# Getting Started with Spark & Iceberg

**Important:** Spark session is **automatically created** when this notebook opens.

The `spark` variable is ready to use immediately — no setup needed!

## Part 1: Spark Session (Already Running!)

Your Spark session is created automatically by the PySpark Jupyter container.

Just run the cell below to verify it:

In [None]:
# The spark session is automatically created in PySpark Jupyter
# Let's verify it's working

print("✓ Spark Session Active")
print(f"Spark Version: {spark.version}")
print(f"App Name: {spark.sparkContext.appName}")
print(f"Master: {spark.sparkContext.master}")

## Part 2: Verify Iceberg & Polaris Configuration

Your Spark is configured to use Polaris as the catalog. Let's check:

In [None]:
# Check Spark configuration

print("=== Catalog Configuration ===")
print(f"Default Catalog: {spark.conf.get('spark.sql.defaultCatalog')}")
print(f"Polaris URI: {spark.conf.get('spark.sql.catalog.polaris.uri')}")
print(f"S3 Endpoint: {spark.conf.get('spark.hadoop.fs.s3a.endpoint')}")
print()
print("✓ Everything configured correctly!")

## Part 3: Create Your First Namespace (Schema)

A namespace is like a database or schema.
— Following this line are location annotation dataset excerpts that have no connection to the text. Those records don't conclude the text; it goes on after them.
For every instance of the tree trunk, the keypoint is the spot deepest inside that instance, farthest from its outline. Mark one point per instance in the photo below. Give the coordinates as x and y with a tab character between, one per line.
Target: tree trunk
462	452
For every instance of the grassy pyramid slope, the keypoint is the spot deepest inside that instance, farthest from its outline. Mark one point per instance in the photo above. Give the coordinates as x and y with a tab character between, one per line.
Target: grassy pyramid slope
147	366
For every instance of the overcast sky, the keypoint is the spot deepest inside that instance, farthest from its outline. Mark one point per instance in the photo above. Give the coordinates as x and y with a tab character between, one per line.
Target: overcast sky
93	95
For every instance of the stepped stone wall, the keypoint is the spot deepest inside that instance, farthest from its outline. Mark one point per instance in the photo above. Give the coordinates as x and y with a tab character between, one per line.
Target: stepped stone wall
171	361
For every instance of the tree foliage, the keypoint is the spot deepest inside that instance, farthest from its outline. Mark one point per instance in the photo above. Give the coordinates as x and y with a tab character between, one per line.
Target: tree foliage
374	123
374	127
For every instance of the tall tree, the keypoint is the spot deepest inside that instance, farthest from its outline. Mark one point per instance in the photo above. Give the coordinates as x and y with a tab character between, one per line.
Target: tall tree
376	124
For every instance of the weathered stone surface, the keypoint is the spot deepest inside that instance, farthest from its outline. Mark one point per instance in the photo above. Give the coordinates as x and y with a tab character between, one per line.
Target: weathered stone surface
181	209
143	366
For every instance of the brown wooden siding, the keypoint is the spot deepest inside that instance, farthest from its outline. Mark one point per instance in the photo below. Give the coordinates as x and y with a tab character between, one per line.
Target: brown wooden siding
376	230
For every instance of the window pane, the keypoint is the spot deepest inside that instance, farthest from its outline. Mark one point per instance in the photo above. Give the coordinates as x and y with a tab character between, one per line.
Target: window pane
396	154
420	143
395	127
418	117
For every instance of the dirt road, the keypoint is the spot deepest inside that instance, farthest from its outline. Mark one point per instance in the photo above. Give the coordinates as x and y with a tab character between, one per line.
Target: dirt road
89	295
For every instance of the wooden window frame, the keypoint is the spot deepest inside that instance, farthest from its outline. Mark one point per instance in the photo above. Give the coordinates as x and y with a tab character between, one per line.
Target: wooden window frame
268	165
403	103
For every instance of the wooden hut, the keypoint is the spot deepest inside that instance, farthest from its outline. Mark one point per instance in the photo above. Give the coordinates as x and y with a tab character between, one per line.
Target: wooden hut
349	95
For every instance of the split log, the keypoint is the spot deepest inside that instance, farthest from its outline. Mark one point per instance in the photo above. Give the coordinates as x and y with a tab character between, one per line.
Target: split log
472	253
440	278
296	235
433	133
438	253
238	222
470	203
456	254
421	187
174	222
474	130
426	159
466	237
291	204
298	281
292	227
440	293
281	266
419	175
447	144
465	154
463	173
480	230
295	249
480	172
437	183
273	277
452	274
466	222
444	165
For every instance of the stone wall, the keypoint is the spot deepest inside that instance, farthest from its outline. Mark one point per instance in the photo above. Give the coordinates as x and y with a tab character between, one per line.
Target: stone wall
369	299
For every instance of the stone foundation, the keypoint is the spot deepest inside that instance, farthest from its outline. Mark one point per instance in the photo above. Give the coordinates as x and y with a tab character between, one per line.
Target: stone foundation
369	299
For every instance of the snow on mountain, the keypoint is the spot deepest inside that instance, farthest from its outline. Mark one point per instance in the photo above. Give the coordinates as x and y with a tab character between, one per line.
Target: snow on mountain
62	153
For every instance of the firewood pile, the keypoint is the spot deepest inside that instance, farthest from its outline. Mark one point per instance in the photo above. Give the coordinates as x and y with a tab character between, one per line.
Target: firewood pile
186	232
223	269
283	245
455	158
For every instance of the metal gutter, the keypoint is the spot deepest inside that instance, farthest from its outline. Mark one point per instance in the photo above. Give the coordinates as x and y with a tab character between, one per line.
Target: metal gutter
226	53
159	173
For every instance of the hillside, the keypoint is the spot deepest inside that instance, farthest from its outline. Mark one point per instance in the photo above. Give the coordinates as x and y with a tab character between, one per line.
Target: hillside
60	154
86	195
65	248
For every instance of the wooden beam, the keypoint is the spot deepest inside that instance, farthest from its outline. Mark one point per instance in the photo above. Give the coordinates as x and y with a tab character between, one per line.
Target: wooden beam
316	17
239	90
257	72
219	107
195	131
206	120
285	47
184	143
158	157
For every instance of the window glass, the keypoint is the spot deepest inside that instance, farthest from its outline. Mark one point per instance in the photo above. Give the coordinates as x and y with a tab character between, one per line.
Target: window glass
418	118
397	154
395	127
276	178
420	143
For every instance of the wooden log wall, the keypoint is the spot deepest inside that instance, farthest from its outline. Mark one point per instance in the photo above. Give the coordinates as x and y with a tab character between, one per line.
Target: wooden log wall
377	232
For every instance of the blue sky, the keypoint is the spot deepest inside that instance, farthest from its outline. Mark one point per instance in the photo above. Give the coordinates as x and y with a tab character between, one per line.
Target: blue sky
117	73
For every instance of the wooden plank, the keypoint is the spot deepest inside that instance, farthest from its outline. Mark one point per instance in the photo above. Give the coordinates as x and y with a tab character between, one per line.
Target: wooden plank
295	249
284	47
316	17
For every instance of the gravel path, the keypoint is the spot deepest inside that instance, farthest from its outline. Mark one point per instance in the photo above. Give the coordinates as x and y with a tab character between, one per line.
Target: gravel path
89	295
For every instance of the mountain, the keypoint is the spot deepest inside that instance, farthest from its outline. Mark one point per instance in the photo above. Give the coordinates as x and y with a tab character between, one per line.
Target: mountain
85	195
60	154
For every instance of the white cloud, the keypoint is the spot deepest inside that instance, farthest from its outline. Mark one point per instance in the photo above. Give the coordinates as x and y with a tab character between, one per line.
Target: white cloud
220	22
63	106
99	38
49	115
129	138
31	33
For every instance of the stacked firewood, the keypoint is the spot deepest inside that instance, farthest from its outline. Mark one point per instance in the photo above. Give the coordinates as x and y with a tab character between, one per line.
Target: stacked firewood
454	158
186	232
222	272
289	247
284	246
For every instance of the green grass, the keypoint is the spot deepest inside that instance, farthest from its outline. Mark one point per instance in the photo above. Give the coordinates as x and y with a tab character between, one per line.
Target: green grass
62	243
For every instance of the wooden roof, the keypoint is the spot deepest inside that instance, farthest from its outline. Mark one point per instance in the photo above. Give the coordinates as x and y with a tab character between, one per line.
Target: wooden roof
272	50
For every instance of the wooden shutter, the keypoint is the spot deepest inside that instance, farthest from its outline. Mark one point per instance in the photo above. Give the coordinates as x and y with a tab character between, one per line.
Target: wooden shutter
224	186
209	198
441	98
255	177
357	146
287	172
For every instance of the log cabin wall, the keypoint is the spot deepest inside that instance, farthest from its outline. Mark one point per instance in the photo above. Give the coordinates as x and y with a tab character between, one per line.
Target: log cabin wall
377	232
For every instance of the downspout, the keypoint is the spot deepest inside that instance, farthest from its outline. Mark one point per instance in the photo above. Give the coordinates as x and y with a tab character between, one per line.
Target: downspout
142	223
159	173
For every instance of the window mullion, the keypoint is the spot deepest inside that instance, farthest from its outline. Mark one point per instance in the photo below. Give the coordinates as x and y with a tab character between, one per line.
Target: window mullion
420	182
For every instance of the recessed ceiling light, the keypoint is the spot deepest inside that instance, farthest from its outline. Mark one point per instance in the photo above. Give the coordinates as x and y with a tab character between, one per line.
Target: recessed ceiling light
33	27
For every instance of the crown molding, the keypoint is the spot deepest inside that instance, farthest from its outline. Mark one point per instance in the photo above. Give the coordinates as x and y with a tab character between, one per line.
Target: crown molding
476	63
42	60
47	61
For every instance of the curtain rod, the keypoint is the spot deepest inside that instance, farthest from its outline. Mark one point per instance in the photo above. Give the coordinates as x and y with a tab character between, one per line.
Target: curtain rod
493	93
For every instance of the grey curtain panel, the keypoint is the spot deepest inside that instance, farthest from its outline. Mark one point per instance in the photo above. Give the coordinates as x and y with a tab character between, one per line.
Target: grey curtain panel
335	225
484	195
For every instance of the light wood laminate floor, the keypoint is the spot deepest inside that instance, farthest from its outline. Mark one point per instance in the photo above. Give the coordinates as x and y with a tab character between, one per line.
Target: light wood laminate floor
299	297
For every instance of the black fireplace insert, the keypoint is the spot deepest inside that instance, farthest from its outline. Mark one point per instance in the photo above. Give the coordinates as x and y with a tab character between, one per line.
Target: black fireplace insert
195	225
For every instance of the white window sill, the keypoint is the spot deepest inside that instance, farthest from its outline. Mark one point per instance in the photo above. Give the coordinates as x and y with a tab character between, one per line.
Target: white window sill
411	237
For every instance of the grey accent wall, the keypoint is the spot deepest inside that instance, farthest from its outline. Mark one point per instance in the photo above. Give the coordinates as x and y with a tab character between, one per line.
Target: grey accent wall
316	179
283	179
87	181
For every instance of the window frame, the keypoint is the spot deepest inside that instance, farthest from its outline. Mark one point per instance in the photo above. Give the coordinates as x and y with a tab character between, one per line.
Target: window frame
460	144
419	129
Let's create one:

In [None]:
# Create a namespace (schema) for your tables
# This is just like CREATE DATABASE in traditional SQL

spark.sql("CREATE NAMESPACE IF NOT EXISTS my_warehouse")

print("✓ Namespace created: my_warehouse")

# Verify it exists
spark.sql("SHOW NAMESPACES IN polaris").show()

## Part 4: Create Your First Iceberg Table

Now create a simple table to store customer data:

In [None]:
# Create an Iceberg table
# USING ICEBERG makes it an Iceberg table (not Delta)
# PARTITIONED BY helps with query performance

spark.sql("""
    CREATE TABLE IF NOT EXISTS my_warehouse.customers (
        customer_id INT,
        name STRING,
        email STRING,
        country STRING,
        created_at TIMESTAMP
    )
    USING ICEBERG
    PARTITIONED BY (CAST(created_at AS DATE))
""")

print("✓ Table created: my_warehouse.customers")

# Show table schema
spark.sql("DESCRIBE TABLE my_warehouse.customers").show()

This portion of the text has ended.